There is something profoundly disconcerting about gazing into the face of someone who lived so long ago, and have them look straight back at you – long and level, quizzical – in a way that simulates direct connection. The unease we feel is only magnified when the circumstances are unusual, as they are in the case of our elegant brunette, for we are simply not used to seeing such realistic portrayals of human faces from such a distant period. Old Masters may have captured character this well during the 1600s, but our portrait dates to Roman-era Egypt in around 190 AD, and is separated from modern schools of portraiture by well over a thousand year’s worth of stylised iconography and crude medieval sketches. Add to this the sheer directness of the painting (which is quite devoid of background, indeed absent anything that might compete for our attention with those compelling eyes), and the grip that the image has on us is easier to understand.

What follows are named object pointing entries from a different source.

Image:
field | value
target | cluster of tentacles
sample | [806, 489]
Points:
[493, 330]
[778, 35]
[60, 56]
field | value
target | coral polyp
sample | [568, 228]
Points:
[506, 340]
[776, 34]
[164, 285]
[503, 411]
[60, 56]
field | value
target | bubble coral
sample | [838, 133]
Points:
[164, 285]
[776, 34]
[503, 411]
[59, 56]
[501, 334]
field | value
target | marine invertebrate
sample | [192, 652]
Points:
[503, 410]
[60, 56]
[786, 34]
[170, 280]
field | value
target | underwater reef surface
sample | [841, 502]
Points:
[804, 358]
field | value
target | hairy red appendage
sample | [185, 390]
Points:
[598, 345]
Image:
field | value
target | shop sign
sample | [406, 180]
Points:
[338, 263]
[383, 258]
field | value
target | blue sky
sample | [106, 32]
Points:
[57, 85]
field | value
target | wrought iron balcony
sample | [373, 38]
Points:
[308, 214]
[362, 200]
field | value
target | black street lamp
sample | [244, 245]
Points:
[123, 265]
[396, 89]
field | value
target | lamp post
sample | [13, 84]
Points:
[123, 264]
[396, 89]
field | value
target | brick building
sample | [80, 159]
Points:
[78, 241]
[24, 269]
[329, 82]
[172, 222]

The picture comes from the Fayum oasis, a wealthy district on the left bank of the Nile about 65 miles south of Cairo. It was dug up from a graveyard there more than a century ago, and is one of about a thousand such images, dating from around the time of Christ until 300 AD or later, that have survived long years underground and now lie scattered among the collections of the world’s great museums. Collectively, they are usually known as “Fayum paintings,” or sometimes “Fayum mummy portraits,” for most of them were recovered wrapped up in the burial linens of ancient mummies, placed in the spot where the face would once have been. They are the oldest painted portraits to have survived from anywhere in the world.
The paintings are the products of a multicultural society, one in which Romans mixed with native Egyptians and with Greeks descended from the Macedonian armies of Alexander the Great to create a polyglot community. The vast majority come from two sites south of the oasis, er-Rubayat (the necropolis of ancient Philadelphia) and Hawara (associated in Roman times with Arsinoe); they combine the religious imagery of Rome and Egypt, and production of them seems to have ceased shortly before the final Christianisation of the Roman Empire. Each painting shows the head and shoulders of a man, woman or child and is painted on a sliver of wood measuring around 12 inches by 6 [30 by 15cm]. The portraits are, therefore, very nearly life-sized.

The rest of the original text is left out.